The Cuban exiles rewarded their heroine by naming a school for her at a university planned for post-Castro Havana. The Margaret Thatcher School of Democratic Government is to form part of the Universidad Latinoamerica de la Libertad Friedrich Von Hayek, named for the economist called the arch-guru of Thatcherite economics.

"I loathed Communism from the first time I read about it," Lady Thatcher told the Cubans. "Communism was a creed of the pseudo-intellectuals. Lenin was a pseudo-intellectual. I was astonished that it lasted 72 years."

While waiting for Castro to fall, the university will exist as a series of seminars on democracy and capitalism throughout the Americas. No pseudo-intellectuals allowed, presumably.

The five American astronauts on board the shuttle Discovery have a ``good luck charm'' with them in their fellow traveller, Vladimir Titov. The Russian cosmonaut has so far survived two brushes with disaster - on a Soviet launch pad in 1983, when smoke and flames engulfed his rocket, and in space in 1987, when his Soyuz capsule nearly collided with the Salyut 7 space station.

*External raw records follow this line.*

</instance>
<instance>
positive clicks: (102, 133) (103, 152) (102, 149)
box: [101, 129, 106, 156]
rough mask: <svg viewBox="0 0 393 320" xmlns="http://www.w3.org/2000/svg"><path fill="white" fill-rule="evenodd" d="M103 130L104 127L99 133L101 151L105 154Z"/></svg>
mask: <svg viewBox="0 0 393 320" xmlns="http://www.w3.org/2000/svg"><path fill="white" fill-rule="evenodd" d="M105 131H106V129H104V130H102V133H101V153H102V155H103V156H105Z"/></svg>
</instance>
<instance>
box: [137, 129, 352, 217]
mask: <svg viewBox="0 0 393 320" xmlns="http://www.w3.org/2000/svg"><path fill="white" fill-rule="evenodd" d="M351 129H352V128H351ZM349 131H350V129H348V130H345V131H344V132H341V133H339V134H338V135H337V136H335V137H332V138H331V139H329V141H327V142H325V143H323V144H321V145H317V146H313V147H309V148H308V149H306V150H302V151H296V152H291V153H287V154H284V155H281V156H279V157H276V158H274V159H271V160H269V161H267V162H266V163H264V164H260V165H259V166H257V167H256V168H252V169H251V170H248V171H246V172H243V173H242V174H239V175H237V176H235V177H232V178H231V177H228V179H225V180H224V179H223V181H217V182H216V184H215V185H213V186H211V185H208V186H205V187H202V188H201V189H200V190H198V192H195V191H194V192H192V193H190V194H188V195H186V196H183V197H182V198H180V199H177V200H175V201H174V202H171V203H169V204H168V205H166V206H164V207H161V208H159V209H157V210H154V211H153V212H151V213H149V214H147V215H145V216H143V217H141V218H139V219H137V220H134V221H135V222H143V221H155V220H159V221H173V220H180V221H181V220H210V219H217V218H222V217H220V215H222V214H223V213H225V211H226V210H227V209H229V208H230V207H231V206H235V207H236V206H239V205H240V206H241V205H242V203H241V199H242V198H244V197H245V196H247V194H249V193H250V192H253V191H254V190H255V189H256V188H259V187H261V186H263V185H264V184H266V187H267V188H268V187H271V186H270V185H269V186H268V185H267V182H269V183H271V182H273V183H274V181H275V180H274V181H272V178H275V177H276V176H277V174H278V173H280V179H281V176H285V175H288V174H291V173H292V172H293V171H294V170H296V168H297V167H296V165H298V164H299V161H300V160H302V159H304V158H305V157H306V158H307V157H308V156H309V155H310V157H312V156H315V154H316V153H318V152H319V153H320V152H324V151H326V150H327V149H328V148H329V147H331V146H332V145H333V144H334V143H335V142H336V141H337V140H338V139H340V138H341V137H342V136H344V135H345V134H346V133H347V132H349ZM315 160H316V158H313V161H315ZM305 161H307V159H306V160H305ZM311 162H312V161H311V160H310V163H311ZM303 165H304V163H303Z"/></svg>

"Anyone who has seen the video of his rocket exploding and his ejection through the fireball knows what I'm talking about,'' said James Wetherbee, Discovery's commander. ``He's our good luck charm.'' So far, he has done all right for the Americans. Theirrendezvous with the Mir space station, where Titov spent 366 days beginning in December 1987, was flawless.

Stalking horses and dark horses are often candidates in election campaigns, but Edouard Balladur and Lionel Jospin face competition for the French presidency from Standing Horse. Real name Michel Adjiman, Standing Horse has dressed as an American Indian for the past 20 years and lives in wigwams with a nine-person tribe near Seillans-la-Cascade in south-eastern France.

"We must change our way of life and make a fundamental return to nature," he said as he launched his campaign for the Elysee Palace in the Cheyenne cafe in Draguignan.

What changes when the chairman of a firm that specialises in leveraged buyouts of service-oriented companies takes over the socially conscious Ben & Jerry's ice cream business? As the lucky man, Robert Holland Jr, put it: "I plan to get intimately involved with caramel, marshmallow, fudge, pecan, praline."